The present study is the first to show vildagliptin-mediated changes in serum fatty acid profiles in human or animals. Vildagliptin, but not liraglutide, elevated serum concentrations of EPA and DHA after 3 months of administration. The effects of vildagliptin on fatty acid profiles were independent of its effects on glycemic control (Table S2), insulin sensitivity, and cardiovascular markers. The molecular mechanisms underlying the vildagliptin-mediated effects on fatty acid levels and insulin secretion should be pursued in future studies. In contrast to a previous report26, baseline levels of DHA, but not EPA, predicted the vildagliptin-mediated improvement in glycemic control (Table S2). This finding might be relevant to the observation that GLP-1 secretion was induced by ω-3 polyunsaturated fatty acid (PUFA) administration in basic studies27,28. In addition, G protein-coupled receptor (GPR) 120 functions as a receptor for unstructured long-chain fatty acids, and stimulation of GPR 120 with DHA promotes GLP-1 secretion in vitro27. Furthermore, intracolonic administration of DHA stimulates GLP-1 secretion in vivo28.
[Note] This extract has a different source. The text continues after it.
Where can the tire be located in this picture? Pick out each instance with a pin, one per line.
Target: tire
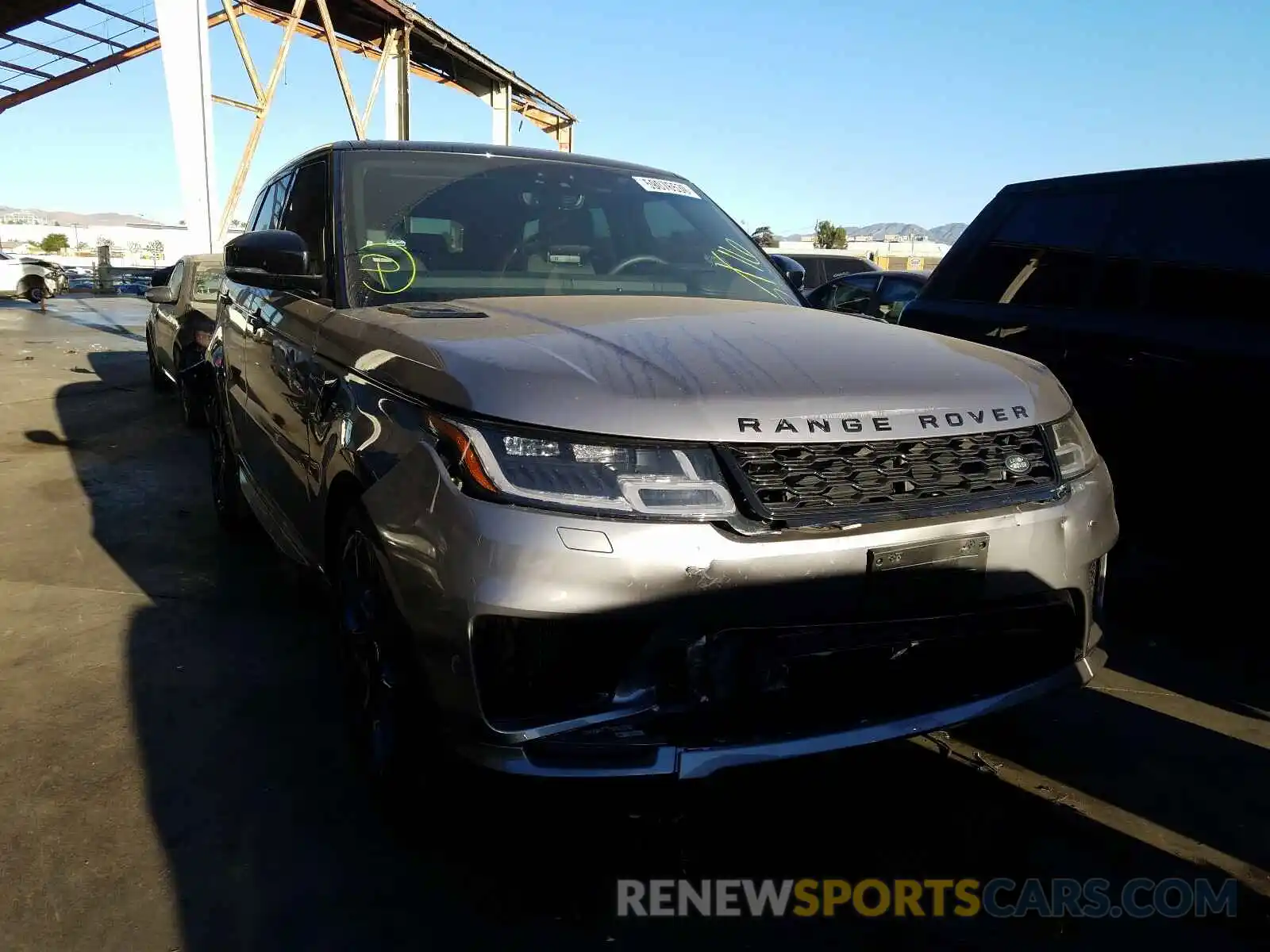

Quality of life, assessed using the DTSQ, was not impaired in either group after switching from sitagliptin, despite the fact that liraglutide was given by injection and vildagliptin should be taken twice a day. In addition, the change in quality of life did not differ significantly between the two treatment groups. This result is surprising, because it suggests that switching from a once-daily oral agent to either an injected agent or a twice-daily oral agent did not worsen the patients' quality of life. We speculate that increased treatment satisfaction was associated with improved clinical outcomes in the present study, as suggested previously29.

Overall, both liraglutide and vildagliptin were well tolerated. Most of the adverse experiences were mild, and no serious adverse events, such as pancreatitis, which was reported in the liraglutide LEAD studies17,30–32, occurred in the present study.

In summary, vildagliptin-mediated improvements in glycemic control did not correlate with indices for insulin secretion and insulin sensitivity. Switching from sitagliptin to liraglutide is useful in managing hyperglycemia and weight. Each agent exerts unique pleiotropic effects on lipid profile, adiponectin level and fatty acid composition.